Madhava Enros reviewed Fennec (and shared his #fennec hashtag as well as the #des4mo one). It is a codename. It’s a small fox for anyone who didn’t know. Get it? Will be “mobile firefox” or similar when launched for real.

Nice set of sort of design requirements, their vision is shown here htttps://wiki.mozilla.org/Mobile/FennecVision though he had it in a nice bullet list format. Follow on “initial design themes and goals”
-Max screen space dedicated to content
-Minimize typeing
Give primacy of interaction to fingeroriented touchscreens
-Support the quick lookup scenario

Pretty rapidly decided to merge the URL and search fields. All these designs are available on their site if you want to see it without the whole slideshow: https://wiki.mozilla.org/Mobile/UI/Designs/TouchScreen/Proposal6

Chrome disappears at idle, and they solved it with gesture, mostly touch and hold, to bring items back into vision. Yes, it all has tap, swipe, double-tap zooms. Tap and hold both shows the title bar and one of those pie menu things if you click in the middle (these usually annoy me), tapping and holding in the corner pulls a menu like a softkey and so on.
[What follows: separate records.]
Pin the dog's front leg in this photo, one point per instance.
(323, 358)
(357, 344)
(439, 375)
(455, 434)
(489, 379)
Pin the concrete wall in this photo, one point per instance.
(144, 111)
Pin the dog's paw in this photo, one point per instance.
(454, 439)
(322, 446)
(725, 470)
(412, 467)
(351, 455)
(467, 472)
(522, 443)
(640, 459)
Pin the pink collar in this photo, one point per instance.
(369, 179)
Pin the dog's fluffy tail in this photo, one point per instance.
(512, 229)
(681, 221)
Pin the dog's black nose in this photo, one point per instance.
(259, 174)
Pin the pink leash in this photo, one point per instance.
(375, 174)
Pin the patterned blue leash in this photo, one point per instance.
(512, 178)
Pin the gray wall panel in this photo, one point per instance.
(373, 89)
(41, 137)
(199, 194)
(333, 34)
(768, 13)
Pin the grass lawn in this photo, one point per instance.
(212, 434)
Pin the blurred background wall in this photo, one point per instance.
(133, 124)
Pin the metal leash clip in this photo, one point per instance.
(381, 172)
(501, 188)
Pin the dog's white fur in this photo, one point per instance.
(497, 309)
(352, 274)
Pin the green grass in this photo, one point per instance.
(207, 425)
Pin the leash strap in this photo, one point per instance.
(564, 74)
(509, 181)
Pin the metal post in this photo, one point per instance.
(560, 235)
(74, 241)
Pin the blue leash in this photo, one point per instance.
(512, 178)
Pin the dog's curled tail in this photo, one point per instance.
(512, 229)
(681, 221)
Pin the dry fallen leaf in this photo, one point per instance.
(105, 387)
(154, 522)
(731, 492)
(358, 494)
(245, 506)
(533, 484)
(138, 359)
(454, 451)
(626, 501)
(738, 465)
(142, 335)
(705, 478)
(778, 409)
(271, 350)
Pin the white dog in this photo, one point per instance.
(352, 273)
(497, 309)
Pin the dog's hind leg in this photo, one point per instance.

Decided to toss it because hold starts feeling like it takes forever after a while. Also, they were worried about how add-ons would work.

The touchbar was another proposal, where the bar scrolls with the screen and tapping these corner things pull up a wide-curved bar across much of the bottom of the screen. The actions button opens a series of other items, so that’s the add-ons.

Decided not to go this way, because they were getting tired of overlays. As soon as they made the corners small enough to get out of the way… they were out of the way. And then someone else was working on ZUI, or zoomable UIs.

In this, there’s a series of tabs in space, and you click to get a full-screen view of each one. Spatial relationship, not just a carousel, is interesting here.

They ended up with a lot of focus on their “awesome bar” and sharing between desktop and mobile history and other intelligence (via Weave) to shorten typing and predict what you want to do. And, by allowing dragging sideways, so like where you see that gray frame side effect on mobile Safari, they put stuff there. Not bad.

Using CSS3 allows them to use (so far, it’s still experimental) programmatic buttons, progress bars, etc. instead of making zillions of things in Photoshop. Also, smaller, and zoom readily available in each browser.